On Wednesday, a growing number of South Korean trainee doctors walked off the work over proposed reforms, delaying cancer treatments and canceling C-sections for pregnant women, according to officials and local reports.
According to Seoul’s Second Vice Health Minister Park Min-soo, approximately 8,800 junior doctors, or 71% of the trainee workforce, have resigned as a result of escalating protests against government plans to drastically raise medical school admissions.
Doctors argue the changes will negatively impact service delivery and education quality, while Seoul argues the reforms are necessary due to the nation’s low doctor-to-population ratio and rapidly aging population.
Critics say doctors are mainly concerned the reform could erode their salaries and social prestige, and the plan enjoys broad public support among South Koreans, many of whom are fed up with long wait times for many medical services.

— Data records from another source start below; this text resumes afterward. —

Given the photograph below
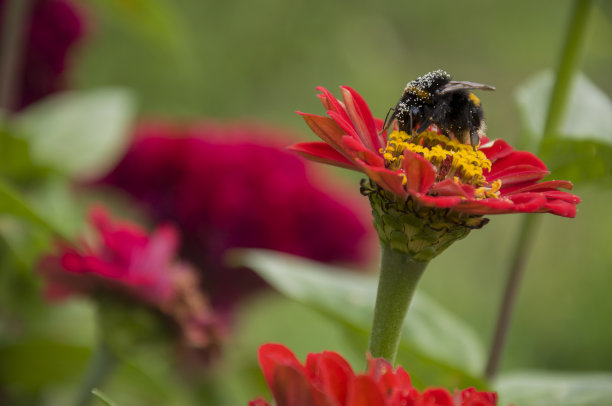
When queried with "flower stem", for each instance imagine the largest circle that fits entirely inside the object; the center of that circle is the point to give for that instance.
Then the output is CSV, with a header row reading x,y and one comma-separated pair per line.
x,y
101,365
398,278
568,65
12,47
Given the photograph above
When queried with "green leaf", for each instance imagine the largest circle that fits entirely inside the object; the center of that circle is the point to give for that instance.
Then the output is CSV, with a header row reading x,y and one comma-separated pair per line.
x,y
154,20
555,388
582,151
103,397
78,133
12,203
430,333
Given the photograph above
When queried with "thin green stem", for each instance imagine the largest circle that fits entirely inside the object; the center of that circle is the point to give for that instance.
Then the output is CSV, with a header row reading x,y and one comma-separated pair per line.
x,y
398,278
101,365
566,71
515,274
568,65
12,46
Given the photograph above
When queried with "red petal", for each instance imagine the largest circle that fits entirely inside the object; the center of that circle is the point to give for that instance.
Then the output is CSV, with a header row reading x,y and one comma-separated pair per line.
x,y
358,150
362,118
549,185
364,392
291,388
326,128
385,178
332,374
437,397
517,174
258,402
324,153
420,173
517,158
271,356
448,187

Park said Wednesday that 7,813 trainee doctors had not shown up for work an almost five-fold increase from the first day of the action Monday despite the government ordering many of them to return to their hospitals.
“The basic calling of medical professionals is to protect the health and lives of the people, and any group action that threatens this cannot be justified,” Park said.
The doctors’ walkout was a violation of South Korean law, as medical workers cannot refuse so-called return to work orders “without justifiable grounds”, he said.
South Korea’s general hospitals rely heavily on trainees for emergency operations and surgeries, and local reports said cancer patients and expectant mothers needing C-sections had seen procedures cancelled or delayed, with scores of cases causing “damage”, Park said.
“My surgery was canceled on the day of admission due to the doctors’ strike, and I’m still dumbfounded,” wrote @August_holiday on social media platform X.
Another user on South Korea’s Naver web portal said her mother’s long-awaited cerebral aneurysm surgery had been abruptly delayed.
“I’m furious that (the doctors) can act so irresponsibly,” user @488653 wrote.
Junior doctors claim the new medical education reforms are the final straw for many workers in a profession already struggling with tough working conditions, such as in emergency rooms.
“Despite working more than 80 hours a week and receiving compensation at minimum wage level, trainee doctors have been neglected by the government until now,” the Korea Interns and Residents Association said in a statement.
They argued that the current healthcare system’s over reliance on resident physicians was neither fair nor reasonable.
While sympathizing with doctors’ resistance to the reform, nurses—who have been left in charge during the strike—asked them to report back to work.
“Do not ignore your conscience toward the patients being left behind,” the Korean Young Nurses Association wrote in a social media post.